Wie auch bitte nicht mit einem Loriot-Vergleich. Der hinkt schon deshalb, weil Loriot seinerzeit (ich hab mal gegoogelt: 1978) kaum auf Vorbilder in Sachen absurder Komik (evtl. Ringelnatz?) zurückgreifen konnte und ergo als innovativ gelten muss.

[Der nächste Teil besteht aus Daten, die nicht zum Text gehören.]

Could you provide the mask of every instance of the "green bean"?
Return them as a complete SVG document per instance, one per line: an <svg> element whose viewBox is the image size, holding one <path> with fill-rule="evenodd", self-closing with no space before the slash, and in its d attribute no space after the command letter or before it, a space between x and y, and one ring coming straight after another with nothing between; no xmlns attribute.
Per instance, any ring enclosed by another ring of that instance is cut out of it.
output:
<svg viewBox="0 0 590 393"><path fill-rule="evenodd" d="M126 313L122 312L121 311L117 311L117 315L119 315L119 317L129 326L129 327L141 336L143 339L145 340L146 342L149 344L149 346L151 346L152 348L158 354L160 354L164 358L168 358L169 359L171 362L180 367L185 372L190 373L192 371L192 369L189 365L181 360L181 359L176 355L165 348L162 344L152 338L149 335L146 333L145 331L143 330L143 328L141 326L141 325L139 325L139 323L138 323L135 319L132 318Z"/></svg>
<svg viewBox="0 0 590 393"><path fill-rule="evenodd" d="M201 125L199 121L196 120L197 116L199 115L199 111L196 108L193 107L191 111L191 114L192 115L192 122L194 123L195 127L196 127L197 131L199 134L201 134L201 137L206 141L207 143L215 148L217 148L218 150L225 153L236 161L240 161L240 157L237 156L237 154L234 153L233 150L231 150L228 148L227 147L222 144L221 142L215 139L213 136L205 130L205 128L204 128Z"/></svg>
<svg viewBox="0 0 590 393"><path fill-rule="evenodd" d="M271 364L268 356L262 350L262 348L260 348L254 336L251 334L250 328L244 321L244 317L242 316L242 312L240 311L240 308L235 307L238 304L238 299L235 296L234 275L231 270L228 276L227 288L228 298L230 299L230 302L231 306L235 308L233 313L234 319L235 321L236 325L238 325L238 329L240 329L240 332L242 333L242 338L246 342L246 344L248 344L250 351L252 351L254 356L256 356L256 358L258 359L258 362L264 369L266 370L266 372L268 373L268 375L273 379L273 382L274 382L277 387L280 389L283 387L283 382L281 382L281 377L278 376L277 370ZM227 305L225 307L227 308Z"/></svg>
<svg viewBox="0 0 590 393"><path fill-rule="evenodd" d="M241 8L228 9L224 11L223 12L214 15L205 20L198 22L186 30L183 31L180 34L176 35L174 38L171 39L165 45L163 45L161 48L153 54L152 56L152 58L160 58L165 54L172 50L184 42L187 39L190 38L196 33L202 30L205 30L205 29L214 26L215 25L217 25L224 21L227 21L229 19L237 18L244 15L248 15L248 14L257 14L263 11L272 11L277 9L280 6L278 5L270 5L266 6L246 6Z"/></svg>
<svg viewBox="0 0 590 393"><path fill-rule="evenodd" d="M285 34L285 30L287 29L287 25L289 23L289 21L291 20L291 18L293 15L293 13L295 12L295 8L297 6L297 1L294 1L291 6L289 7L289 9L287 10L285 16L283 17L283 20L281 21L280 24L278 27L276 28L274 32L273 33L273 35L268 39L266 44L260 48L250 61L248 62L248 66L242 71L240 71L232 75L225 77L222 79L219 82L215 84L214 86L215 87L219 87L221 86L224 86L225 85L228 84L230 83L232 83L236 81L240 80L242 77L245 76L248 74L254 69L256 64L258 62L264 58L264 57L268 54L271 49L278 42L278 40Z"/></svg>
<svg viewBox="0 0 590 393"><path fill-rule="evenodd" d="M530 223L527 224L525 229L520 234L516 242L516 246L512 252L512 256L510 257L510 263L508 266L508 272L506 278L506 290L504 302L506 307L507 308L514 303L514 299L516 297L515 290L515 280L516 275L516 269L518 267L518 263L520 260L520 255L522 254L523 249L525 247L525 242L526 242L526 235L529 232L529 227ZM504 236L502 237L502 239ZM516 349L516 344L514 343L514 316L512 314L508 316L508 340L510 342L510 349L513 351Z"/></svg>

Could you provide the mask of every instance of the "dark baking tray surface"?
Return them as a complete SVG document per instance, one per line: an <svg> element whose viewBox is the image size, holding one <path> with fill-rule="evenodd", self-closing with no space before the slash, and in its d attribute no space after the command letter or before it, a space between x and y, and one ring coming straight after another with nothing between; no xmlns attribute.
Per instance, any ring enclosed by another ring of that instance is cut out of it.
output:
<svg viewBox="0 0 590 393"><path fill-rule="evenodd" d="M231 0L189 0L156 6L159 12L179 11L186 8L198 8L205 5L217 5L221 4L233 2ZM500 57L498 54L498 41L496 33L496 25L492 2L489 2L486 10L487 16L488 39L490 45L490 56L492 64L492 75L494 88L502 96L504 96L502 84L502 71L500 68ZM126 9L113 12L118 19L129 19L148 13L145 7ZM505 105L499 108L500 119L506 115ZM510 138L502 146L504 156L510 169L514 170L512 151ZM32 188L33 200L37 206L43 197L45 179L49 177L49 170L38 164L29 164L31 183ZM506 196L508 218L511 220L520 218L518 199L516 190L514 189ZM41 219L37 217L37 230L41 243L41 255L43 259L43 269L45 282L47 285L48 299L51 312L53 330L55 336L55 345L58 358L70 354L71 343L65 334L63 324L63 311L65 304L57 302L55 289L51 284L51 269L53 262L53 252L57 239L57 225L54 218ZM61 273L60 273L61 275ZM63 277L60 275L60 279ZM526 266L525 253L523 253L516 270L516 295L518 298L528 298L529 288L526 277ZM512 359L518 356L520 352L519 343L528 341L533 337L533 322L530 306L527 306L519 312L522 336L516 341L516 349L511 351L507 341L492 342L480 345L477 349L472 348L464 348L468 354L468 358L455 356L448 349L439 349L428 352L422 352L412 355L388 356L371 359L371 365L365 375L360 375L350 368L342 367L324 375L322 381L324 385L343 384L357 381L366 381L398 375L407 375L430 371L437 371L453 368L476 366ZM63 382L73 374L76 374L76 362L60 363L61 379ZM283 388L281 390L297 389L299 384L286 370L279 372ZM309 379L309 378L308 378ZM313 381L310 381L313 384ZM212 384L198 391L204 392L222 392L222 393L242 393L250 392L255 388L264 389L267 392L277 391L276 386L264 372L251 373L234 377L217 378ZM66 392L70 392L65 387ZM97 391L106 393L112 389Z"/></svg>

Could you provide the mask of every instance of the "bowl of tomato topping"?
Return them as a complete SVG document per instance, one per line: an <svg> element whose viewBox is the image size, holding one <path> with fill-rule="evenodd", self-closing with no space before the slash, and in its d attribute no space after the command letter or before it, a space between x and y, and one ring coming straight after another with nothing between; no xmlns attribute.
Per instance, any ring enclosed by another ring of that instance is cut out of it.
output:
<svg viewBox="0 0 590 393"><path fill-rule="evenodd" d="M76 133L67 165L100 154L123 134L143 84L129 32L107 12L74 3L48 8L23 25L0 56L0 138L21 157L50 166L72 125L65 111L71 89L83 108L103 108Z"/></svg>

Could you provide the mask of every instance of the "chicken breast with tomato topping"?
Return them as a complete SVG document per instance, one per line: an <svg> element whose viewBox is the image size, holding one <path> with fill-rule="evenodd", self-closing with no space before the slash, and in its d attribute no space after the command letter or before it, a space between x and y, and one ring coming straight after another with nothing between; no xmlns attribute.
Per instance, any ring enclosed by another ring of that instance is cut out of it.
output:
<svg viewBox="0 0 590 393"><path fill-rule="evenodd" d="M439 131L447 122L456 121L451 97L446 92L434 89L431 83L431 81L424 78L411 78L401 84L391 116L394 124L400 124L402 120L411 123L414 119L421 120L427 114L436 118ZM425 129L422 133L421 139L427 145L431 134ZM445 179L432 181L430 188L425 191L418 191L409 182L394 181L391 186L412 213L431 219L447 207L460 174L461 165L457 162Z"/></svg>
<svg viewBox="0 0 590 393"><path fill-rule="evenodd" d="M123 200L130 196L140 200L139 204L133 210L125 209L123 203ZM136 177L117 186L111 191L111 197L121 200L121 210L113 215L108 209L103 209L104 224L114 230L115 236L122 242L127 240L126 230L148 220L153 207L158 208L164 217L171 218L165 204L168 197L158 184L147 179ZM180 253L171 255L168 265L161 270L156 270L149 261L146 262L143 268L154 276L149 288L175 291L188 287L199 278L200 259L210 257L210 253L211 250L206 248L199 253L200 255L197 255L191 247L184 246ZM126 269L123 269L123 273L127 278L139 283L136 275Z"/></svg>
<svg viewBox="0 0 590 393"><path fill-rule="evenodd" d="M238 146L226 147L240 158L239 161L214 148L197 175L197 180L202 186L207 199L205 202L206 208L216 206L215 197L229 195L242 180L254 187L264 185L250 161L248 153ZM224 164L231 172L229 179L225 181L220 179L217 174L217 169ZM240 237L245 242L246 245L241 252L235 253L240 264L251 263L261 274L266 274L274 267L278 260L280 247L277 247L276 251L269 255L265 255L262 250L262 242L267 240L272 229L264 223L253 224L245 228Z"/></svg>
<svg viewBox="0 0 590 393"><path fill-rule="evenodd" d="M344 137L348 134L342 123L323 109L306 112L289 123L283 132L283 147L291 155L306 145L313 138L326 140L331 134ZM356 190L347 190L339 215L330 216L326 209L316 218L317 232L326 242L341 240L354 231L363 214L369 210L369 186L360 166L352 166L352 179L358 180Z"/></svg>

Auch muss ich dich für deine Antwortverse schelten. So erfrischend locker und pointiert hast du lange nichts mehr getextet. Die gehören eigentlich in einen selbstständigen Faden - hier sind sie Perlen vor weiße Kälber!
Allein schon "Südlohn-Öding"! Ich stelle mir vor, du fliehst aus Eisenhüttenstatt. So weit wie es nur geht vom äußersten Osten in den tiefsten Westen der Republik, um den Industriemuff loszuwerden. Und landest in Südlohn-Öding. Da möchte man fast zurück.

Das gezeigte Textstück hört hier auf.